According to SiiLA, 84% of detected movements were concentrated in Mexico City, compared with 13% in Monterrey and 3% in Guadalajara. Within the capital, Polanco, Insurgentes, and Santa Fe accounted for three-quarters of recorded rotation. In Monterrey, Valle Oriente concentrated 58% of local movements, while Providencia accounted for nearly half in Guadalajara.
Viewed this way, Mexico’s corporate office market resembles less a static industry and more a permanent adjustment ecosystem, where established tenants rarely leave the field, but constantly reposition themselves within it.
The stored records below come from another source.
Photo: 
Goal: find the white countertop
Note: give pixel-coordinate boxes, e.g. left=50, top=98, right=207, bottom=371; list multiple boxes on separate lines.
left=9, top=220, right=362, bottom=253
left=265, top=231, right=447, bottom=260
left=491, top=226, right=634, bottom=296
For more information about Mexico’s office market, visit SiiLA Market Analytics or contact us at contacto@siila.com.mx.
***
Methodological note: The analysis identifies movements compatible with portfolio reconfiguration across office classes (A+, A, and B) based on comparisons of quarterly occupancy records from Q1 2025 to Q1 2026 in Mexico City, Monterrey, and Guadalajara. To do so, consecutive quarterly pairs were compared, and cases were identified in which the same tenant appeared associated with a property of a different classification within the same submarket. Movements were classified as upgrades (B→A, B→A+, A→A+) or downgrades (A+→A, A+→B, A→B), incorporating variables such as origin and destination building, occupied area, square-footage difference, market, submarket, and type of territorial movement. Because a company may maintain simultaneous operations across multiple properties, reduce or expand occupied area, or partially reconfigure its portfolio without fully vacating a previous location, the results should not automatically be interpreted as definitive relocations, but rather as patterns compatible with migration, consolidation, expansion, or operational redistribution processes.